Ace lança un regard noir à un Tyler tout sourire et qui jubilait. Il le fixa droit dans les yeux tandis qu'il l'éteignit. Le sourie du blond s'élargit.

— J'aime mieux ça.

— Si tu l'avais pas fais dès le début, on n'aurait pas perdu autant de temps et on n'aurait pas à se supporter plus longtemps.

— Qui t'a dit que je n'aime pas être avec toi ?

Ace ouvrit la bouche, et la referma d'un claquement sec. Tout dans l'attitude de Tyler montrait qu'il cherchait à le titiller et à l'agacer. Ce qui était chose faite.

Je t'arrête tout de suite, le moins on se voit, le mieux je me porte.

Tyler fit une mine boudeuse. Il joua avec son doigt, le faisant glisser sur le tranchant de son verre.

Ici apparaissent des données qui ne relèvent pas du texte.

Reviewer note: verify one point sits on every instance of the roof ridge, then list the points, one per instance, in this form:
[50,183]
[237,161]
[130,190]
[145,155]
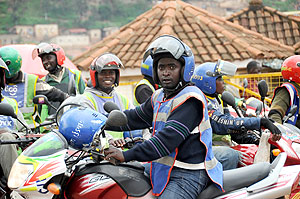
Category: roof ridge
[231,37]
[168,17]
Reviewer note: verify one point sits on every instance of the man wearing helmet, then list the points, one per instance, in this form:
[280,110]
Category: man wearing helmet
[208,78]
[287,95]
[144,88]
[23,87]
[105,76]
[8,127]
[180,147]
[65,79]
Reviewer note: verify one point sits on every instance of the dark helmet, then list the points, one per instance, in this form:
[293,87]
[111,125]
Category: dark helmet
[290,68]
[105,61]
[147,66]
[45,48]
[12,59]
[174,46]
[3,69]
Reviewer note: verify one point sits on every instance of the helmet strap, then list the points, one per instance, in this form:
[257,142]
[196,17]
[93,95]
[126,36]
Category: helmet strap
[105,90]
[57,69]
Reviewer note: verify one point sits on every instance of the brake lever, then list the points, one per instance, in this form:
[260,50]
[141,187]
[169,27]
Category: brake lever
[114,161]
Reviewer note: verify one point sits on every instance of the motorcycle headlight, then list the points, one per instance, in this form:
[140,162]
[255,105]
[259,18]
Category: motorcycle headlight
[19,174]
[296,147]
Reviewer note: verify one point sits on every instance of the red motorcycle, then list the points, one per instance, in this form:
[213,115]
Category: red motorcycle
[289,143]
[50,168]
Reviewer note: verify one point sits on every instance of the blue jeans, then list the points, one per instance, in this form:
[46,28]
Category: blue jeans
[184,184]
[228,157]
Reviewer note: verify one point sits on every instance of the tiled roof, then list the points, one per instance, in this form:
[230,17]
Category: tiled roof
[210,37]
[269,22]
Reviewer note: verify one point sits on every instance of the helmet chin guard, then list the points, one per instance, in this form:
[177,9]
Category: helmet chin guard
[104,62]
[179,50]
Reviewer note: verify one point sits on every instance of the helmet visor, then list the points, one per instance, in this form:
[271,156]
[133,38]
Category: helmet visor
[45,48]
[107,61]
[167,43]
[3,65]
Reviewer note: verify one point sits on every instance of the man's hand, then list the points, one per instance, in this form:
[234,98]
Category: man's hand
[115,153]
[276,133]
[116,143]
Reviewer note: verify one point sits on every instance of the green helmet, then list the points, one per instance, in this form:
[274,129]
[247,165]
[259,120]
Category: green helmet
[12,59]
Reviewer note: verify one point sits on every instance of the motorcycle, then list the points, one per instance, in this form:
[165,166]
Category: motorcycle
[24,138]
[289,143]
[46,169]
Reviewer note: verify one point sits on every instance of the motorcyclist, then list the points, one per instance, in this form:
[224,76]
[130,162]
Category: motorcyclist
[105,76]
[146,87]
[23,87]
[63,78]
[208,77]
[8,128]
[178,113]
[287,95]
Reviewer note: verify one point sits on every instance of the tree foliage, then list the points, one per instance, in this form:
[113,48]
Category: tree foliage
[288,5]
[70,14]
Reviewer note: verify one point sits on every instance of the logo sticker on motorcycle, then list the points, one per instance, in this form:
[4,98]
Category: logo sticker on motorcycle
[76,132]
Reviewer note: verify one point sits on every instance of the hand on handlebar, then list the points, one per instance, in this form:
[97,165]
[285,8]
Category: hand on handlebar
[112,154]
[117,143]
[276,133]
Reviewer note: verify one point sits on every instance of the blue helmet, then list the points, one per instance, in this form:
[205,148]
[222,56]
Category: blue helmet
[146,67]
[79,125]
[203,79]
[179,50]
[205,75]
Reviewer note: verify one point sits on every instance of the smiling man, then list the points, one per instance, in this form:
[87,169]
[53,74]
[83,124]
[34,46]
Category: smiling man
[180,150]
[105,76]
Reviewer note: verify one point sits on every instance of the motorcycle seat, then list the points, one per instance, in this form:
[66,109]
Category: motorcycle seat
[129,176]
[238,178]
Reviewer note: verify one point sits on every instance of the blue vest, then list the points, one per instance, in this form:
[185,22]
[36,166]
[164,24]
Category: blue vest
[161,168]
[294,100]
[7,121]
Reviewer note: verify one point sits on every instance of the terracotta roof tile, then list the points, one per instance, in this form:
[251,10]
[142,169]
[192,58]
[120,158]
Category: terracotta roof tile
[269,22]
[210,37]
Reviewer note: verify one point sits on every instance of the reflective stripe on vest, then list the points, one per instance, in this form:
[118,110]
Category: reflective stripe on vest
[161,168]
[7,121]
[98,101]
[216,105]
[143,81]
[23,93]
[294,100]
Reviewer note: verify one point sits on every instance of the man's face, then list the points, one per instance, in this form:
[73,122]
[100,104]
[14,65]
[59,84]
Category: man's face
[49,62]
[220,87]
[255,70]
[169,72]
[107,78]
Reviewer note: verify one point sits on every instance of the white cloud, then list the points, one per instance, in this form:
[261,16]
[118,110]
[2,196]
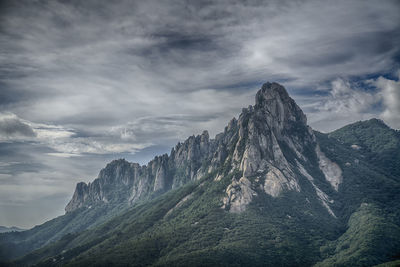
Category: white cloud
[390,93]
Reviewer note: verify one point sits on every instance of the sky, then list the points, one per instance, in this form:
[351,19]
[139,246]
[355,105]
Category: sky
[86,82]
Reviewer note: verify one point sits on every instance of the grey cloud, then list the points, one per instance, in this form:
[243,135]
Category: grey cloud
[12,127]
[80,73]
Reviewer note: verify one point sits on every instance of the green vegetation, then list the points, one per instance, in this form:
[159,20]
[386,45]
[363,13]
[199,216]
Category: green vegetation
[188,227]
[371,238]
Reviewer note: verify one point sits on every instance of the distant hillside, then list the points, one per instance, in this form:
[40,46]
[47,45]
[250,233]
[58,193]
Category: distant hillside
[4,229]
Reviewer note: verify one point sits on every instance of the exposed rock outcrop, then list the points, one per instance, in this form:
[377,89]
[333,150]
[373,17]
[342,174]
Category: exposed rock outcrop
[266,143]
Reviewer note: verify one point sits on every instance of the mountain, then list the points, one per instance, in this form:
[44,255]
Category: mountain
[267,191]
[4,229]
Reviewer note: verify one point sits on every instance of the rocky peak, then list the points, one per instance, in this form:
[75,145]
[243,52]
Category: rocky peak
[265,148]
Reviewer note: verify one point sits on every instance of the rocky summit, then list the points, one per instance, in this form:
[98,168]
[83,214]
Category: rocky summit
[252,146]
[267,191]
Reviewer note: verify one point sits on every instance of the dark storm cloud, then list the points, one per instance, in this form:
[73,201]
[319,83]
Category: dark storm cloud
[88,81]
[11,126]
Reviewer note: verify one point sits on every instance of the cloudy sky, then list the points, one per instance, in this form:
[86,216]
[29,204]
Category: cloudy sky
[85,82]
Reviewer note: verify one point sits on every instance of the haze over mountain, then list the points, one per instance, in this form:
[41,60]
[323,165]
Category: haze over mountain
[85,82]
[268,190]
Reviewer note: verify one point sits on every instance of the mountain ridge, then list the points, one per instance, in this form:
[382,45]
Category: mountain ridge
[268,190]
[252,144]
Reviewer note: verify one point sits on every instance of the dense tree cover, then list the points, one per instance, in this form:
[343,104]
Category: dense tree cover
[188,227]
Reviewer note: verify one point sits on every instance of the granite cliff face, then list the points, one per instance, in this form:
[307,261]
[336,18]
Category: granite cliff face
[269,148]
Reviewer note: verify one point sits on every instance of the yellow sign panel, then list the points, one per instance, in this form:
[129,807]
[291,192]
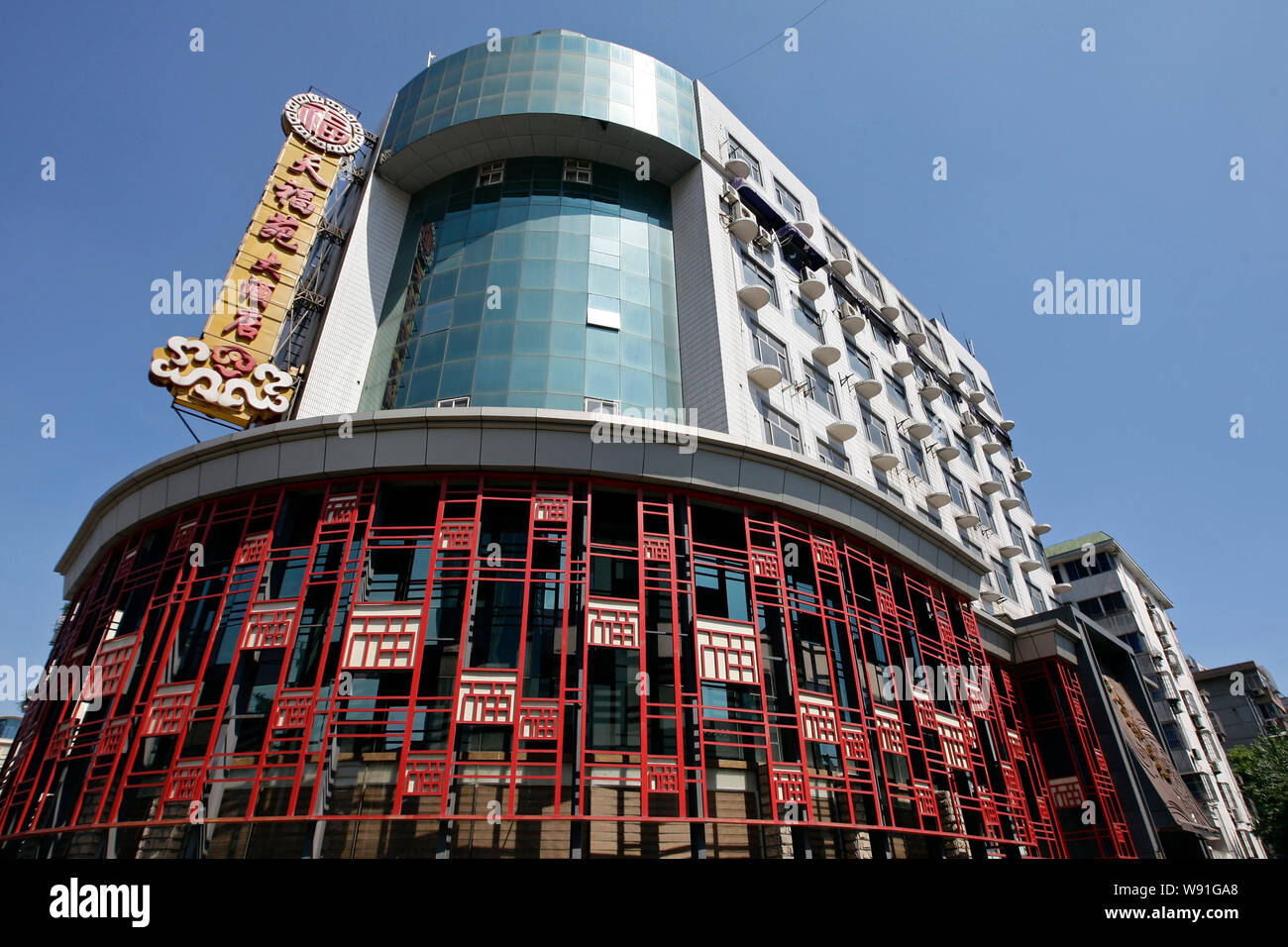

— Je n'ai plus qu'à faire tout ce que je peux pour t'obliger à passer du temps avec moi. En faisant exprès de téléphoner par exemple...

Le regard que lui lança le blond déstabilisa Ace. N'arrivant plus à supporter le regard azur de son compagnon, il baissa les yeux sur son ordinateur.

— Travaille et tais-toi, lâcha-t-il.

Tyler laissa échapper un petit rire moqueur, qui lui valu un coup d'œil meurtrier.